For more details, see NTSM Page at…
SHORT-TERM TRADING PORTFOLIO - 2017 (Small-% of the
total portfolio)
My shorting rule is as follows:
-“In a bull market, you can only be long or
neutral.” – D. Gartman
-“The best policy
is to avoid shorting unless a major bear market is underway and downside
momentum has been thoroughly established. Even then, your timing must sometimes
be perfect. In a bull market the trend is truly your friend, and trading against
the grain is usually a fool's errand.” – Clif Droke.
-“Commandment #1: “Thou Shall Not Trade Against the Trend.” - James P. Arthur Huprich
MONDAY MARKET INTERNALS (NYSE DATA)
Market Internals
remained Neutral on the market. (Market Internals are based on a package of
internals and all must be positive to create a positive indication.
Market Internals are a decent trend-following analysis of
current market action, but should not be used alone for short term trading.
They are usually right, but they are often late. They are most useful when they diverge from
the Index. In 2014, using these
internals alone would have made a 9% return vs. 13% for the S&P 500 (in on Positive,
out on Negative – no shorting).
LONG TERM INDICATOR
Monday, Price indicator was positive; Sentiment, Volume & VIX
indicators were neutral.

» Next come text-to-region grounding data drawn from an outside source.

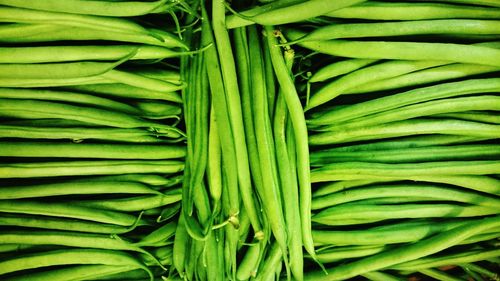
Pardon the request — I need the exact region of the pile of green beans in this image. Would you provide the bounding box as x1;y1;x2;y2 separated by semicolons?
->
273;0;499;280
3;0;500;280
0;1;189;280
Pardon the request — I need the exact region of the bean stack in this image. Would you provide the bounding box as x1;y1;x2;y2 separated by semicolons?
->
0;1;188;280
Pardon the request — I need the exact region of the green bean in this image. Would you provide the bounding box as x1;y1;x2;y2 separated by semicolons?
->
136;221;177;247
418;268;463;281
285;29;500;67
70;174;182;187
207;108;222;212
362;271;403;281
313;204;498;225
66;84;182;103
72;192;181;212
304;216;500;280
313;180;377;197
309;59;377;83
0;181;163;199
306;59;456;110
0;125;179;142
0;88;140;114
0;213;141;234
326;2;500;20
314;245;386;263
436;111;500;124
309;119;500;146
172;215;189;277
0;160;184;178
0;45;196;64
393;248;500;271
0;99;183;132
0;230;150;254
460;263;499;280
226;0;366;29
313;220;469;245
346;64;500;95
236;243;262;280
420;0;500;8
0;249;153;280
0;23;187;49
312;160;500;183
0;61;123;79
0;0;169;17
248;26;288;265
101;70;185;93
0;6;151;34
265;25;317;262
133;100;181;119
3;264;136;281
292;19;500;43
311;144;500;165
0;141;185;159
0;199;139;226
255;242;283;281
313;184;500;210
317;134;486;152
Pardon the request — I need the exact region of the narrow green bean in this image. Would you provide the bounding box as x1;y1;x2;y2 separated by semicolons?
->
0;6;151;34
362;271;403;281
304;216;500;280
0;160;184;178
346;63;500;95
418;268;464;281
306;59;454;110
66;83;182;103
101;70;185;93
0;88;140;114
0;45;194;64
0;214;140;234
393;248;500;271
0;125;179;142
0;23;186;49
0;61;123;79
70;193;181;212
436;111;500;124
293;19;500;43
312;160;500;183
226;0;366;29
311;144;500;165
326;2;500;20
0;181;162;199
309;58;377;83
0;0;168;17
136;221;177;247
312;184;500;210
419;0;500;8
309;119;500;146
0;249;153;280
3;264;136;281
0;199;138;226
0;141;185;159
313;204;498;225
285;29;500;68
314;245;386;263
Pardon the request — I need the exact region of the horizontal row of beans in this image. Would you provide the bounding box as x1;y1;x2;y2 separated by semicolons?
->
0;1;190;280
286;0;500;280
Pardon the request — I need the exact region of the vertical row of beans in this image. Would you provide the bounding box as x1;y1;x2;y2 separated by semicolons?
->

With VIX recently below 10 for a couple of
days in May, June, July, August, September, October and now November, VIX may
be prone to incorrect signals. Usually, a rising VIX is a bad market sign; now
it may move up, but that might just signal normalization of VIX, i.e., VIX and
the Index may both rise. As an indicator, VIX is out of the picture for a
while.
MY INVESTED STOCK POSITION:
TSP (RETIREMENT ACCOUNT – GOV EMPLOYEES) ALLOCATION
I increased
stock allocation to 50% stocks in the S&P 500 Index fund (C-Fund) 24 March
2017 in my long-term accounts, based on short-term indicators. The remainder
is 50% G-Fund (Government securities). This is a conservative retiree
allocation, but I consider it fully invested for my situation.